The genetic heterogeneity of acute myeloid leukemia (AML) makes it difficult to predict an appropriate prognosis of patients with AML. Currently, several gene mutations associated with the pathogenesis of AML have been identified owing to recent advances in massively parallel sequencing technologies. However, despite incorporating these molecular markers, the prognosis of many patients remains uncertain. Aberrant DNA methylation has frequently been observed in myeloid cells of patients with AML. Reportedly, DNA methylation patterns are associated with molecular features. Furthermore, a previous report has demonstrated that the methylation levels of polycomb target genes are associated with the outcome, implying that the definition of DNA methylation patterns of AML is expected to reveal clinical and molecular features and survival in patients with AML. However, there are few reports of DNA methylation in pediatric patients with AML. Thus, we analyzed genome-wide DNA methylation in pediatric patients with AML to reveal its association with clinical features, genetic alterations, and prognostic impact. Besides, our previous study revealed that the high expression of MECOM (also known as EVI1 ) or PRDM16 (also known as MEL1 ) was associated with inferior outcomes in patients with AML. We also investigated the correlation between DNA methylation and gene expression in pediatric patients with AML.

Methods

Between 2006 and 2010, 443 pediatric patients with de novo AML (0-17 years) participated in the Japanese AML-05 trial conducted by the Japanese Pediatric Leukemia/Lymphoma Study Group. Of these, 369 samples were available, and 64 patients were enrolled in this study. The cytogenetic features of 64 patients were as follows: normal karyotype, 33; RUNX1-RUNX1T1 , 8; KMT2A rearrangement, 10; complex karyotype, 6; and other cytogenetics, 7. This cohort included 15 patients with FLT3 -internal tandem duplication (ITD), 8 with CEBPA biallelic mutations, 10 with high MECOM expression, and 30 with high PRDM16 expression. We performed comprehensive DNA methylation analysis using Infinium MethylationEPIC BeadChip (Illumina, Inc., San Diego, CA, USA) in 64 pediatric patients with AML to reveal the correlations among DNA methylation patterns, clinical features, genetic alterations, and prognostic impact in pediatric AML.

Results and Discussion

Unsupervised hierarchical clustering based on methylation values of the 567 CpG sites, which showed most variable methylation values between 64 individuals, generated four clusters (clusters 1-4). The number of patients in clusters 1, 2, 3, and 4 was 23, 12, 13, and 16, respectively. Interestingly, these four clusters harbored their molecular features. Cluster 1 included patients with RUNX1/RUNX1T1 , normal karyotype with low PRDM16 expression, or KMT2A rearrangement with low MECOM expression. Cluster 2 included patients with FLT3 -ITD and/or normal karyotype with high PRDM16 expression. Cluster 3 included patients with normal karyotype with CEBPA biallelic mutations and cluster 4 patients with FLT3 -ITD, normal karyotype with high PRDM 16 expression, or KMT2A rearrangement with high MECOM expression. Differences in frequencies of common molecular aberrations among clusters were assessed with the Fisher-Freeman-Halton test.

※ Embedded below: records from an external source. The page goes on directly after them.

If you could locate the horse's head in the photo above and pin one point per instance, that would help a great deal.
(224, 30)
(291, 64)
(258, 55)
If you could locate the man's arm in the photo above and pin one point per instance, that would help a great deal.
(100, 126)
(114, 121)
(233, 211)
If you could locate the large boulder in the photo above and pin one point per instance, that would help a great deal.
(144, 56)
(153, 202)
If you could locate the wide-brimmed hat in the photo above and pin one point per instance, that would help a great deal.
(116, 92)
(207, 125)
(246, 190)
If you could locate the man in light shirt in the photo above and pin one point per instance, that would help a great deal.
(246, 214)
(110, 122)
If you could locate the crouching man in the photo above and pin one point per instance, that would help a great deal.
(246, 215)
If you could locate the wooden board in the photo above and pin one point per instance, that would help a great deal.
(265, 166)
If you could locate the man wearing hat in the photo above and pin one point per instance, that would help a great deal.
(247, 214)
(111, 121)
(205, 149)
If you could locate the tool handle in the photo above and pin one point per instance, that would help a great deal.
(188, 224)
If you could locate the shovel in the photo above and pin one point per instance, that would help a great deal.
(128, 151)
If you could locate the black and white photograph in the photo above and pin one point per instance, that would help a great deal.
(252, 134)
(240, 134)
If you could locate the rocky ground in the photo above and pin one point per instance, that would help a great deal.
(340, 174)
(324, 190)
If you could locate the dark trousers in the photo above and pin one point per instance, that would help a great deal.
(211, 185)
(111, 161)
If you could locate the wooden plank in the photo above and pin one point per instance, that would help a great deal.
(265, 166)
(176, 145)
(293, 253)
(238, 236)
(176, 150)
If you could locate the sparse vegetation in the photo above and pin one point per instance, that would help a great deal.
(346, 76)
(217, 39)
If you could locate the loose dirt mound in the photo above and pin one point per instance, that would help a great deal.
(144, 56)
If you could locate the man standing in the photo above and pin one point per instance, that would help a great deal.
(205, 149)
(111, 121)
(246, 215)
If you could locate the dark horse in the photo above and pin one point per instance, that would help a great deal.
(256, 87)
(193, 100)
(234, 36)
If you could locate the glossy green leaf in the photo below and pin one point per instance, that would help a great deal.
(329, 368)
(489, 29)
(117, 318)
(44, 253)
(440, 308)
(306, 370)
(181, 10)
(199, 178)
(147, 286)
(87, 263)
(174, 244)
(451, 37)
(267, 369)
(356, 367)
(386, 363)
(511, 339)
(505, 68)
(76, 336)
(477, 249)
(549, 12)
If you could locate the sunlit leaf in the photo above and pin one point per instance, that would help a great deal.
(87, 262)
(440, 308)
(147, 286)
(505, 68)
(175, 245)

There was an unequal distribution of FLT3 -ITD and high PRDM16 expression ( P = 0.003 for both), with concordantly high frequencies in clusters 2 and 4 and low in clusters 1 and 3. Clusters 2 and 4 tended to be correlated with older age, higher white blood cell counts at diagnosis, high relapse rate, and high mortality. These results suggest that DNA methylation can stratify the risk in pediatric AML. Conversely, no independent methylation marker was present to predict the adverse outcome, thereby indicating that an assortment of several methylation sites may be a useful marker for risk stratification.

Conclusion

We investigated DNA methylation patterns in pediatric patients with AML and found four distinct clusters. Furthermore, our findings indicated that quantitative determination of DNA methylation percentage at specific CpG sites may be useful for risk stratification in pediatric AML. Considering the need of further analyses to reveal the significance of DNA methylation, we are analyzing the results currently and would like to discuss these data at the annual meeting.